HISグループのハウステンボス(HTB、長崎県佐世保市)は1月27日、ローコストホテル「変なホテル」を7月17日にHTB敷地内に開業すると発表した。フロント業務や給仕、掃除などほとんどのサービスをロボットが担当、宿泊料金はオークションで決定するなど、斬新な施策を導入する。
同ホテルは、HTBが中心になり、建設やロボット開発、省エネ技術など、20を超える会社・団体と進めてきた「スマートホテルプロジェクト」により開発。ホテル名は「変わり続けることを約束するホテル」のコンセプトから付けられた。
7月に開業するのは、東大生産技術研究所が設計したレンガを使った2階建ての第一期棟(72室)。大手ゼネコンの鹿島が設計・施工する木造2階建ての第二期棟(同)は来年2月末完成予定。
各種サービスはロボットが担当。受付3台、給仕などのサービス1〜2台、ポーター2台、ロッカー1台、清掃数台を配置する。顔認証システムを導入し、宿泊客は鍵を持たずに客室を出入りすることができる。

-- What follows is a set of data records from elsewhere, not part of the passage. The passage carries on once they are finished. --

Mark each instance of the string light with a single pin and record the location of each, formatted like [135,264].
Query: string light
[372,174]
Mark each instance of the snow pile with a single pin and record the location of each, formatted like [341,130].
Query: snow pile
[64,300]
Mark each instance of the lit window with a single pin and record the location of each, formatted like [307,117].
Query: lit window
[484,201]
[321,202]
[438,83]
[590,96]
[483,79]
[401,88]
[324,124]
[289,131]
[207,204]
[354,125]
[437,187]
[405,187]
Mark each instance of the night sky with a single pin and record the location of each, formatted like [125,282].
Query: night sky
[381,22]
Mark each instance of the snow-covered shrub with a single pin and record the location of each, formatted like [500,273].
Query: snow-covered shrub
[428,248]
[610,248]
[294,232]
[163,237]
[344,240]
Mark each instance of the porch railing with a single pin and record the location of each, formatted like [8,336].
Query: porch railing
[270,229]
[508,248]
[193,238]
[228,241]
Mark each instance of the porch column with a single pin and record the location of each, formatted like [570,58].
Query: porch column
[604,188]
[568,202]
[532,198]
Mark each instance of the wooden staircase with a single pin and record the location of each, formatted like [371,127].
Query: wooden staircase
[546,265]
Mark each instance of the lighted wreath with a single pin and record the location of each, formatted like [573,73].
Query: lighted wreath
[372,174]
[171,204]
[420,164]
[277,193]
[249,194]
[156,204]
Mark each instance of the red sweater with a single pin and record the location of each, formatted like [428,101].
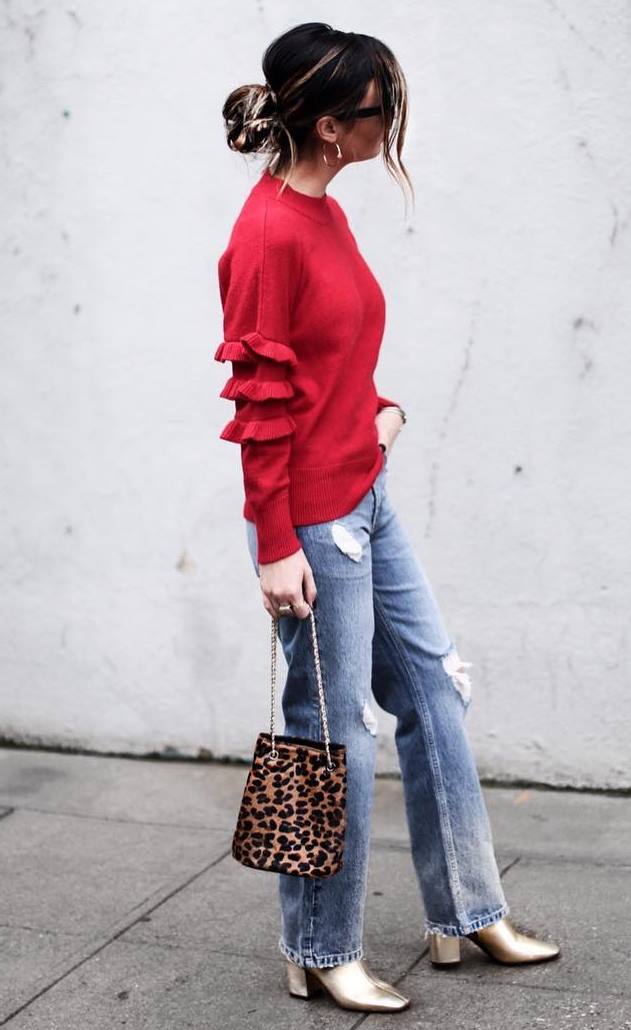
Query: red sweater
[303,323]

第二期棟完成後の全面開業時の従業員数は10人程度の見込み。バックヤードでフロントやロビーの監視、ロボットのサービスが不足した時の対応に当たる。この数は同規模のホテルの人数の3分の1以下のため、人件費も大幅に削減できるという。
宿泊料金はホテルホームページから入札に参加、一番高い金額を入力した人が購入できる。利用時期を「ボトム(閑散期)」「ミドル」「トップ(繁忙期)」と分類。部屋はシングルとツイン、トリプルなどがあり、ボトムのシングルは7千円からとなっている。すでに仮受付を始めており、3月からは電話予約も受け付ける。
第一期棟は全室空調を設置しないため、冷暖房は送風ではなく、電磁波により体から奪う熱の多少で温冷を感じる「放射システム」を導入する。太陽光発電を活用、照明などのエネルギーも節約し、同規模ホテルと比べて光熱費は3割以上削減できるという。
建物は工場で生産し、設置場所で組み立てる。全世界への展開も計画しているため、運びやすいよう世界標準のコンテナサイズに統一した。
第一期棟の総工費は約10億円。初年度(10月〜来年9月)経営目標は宿泊者数5万4千人、売り上げ3.5億円を見込む。
HTBは、変なホテルを0号店と設定。1〜2カ月で検証を終え、グループのリゾート施設「ラグーナテンボス」(愛知県蒲郡市)に1号店を設置する予定。
HIS本社で会見した澤田秀雄社長(HIS会長)は「(量産化すれば)工費は今後、(現在の)七掛け八掛けになっていくと思う。全世界への展開を進め、最初は100、将来は1000を目指す」と述べた。また、宿泊費もプロジェクトが軌道に乗れば、今回の設定金額より下げることは可能との認識を示した。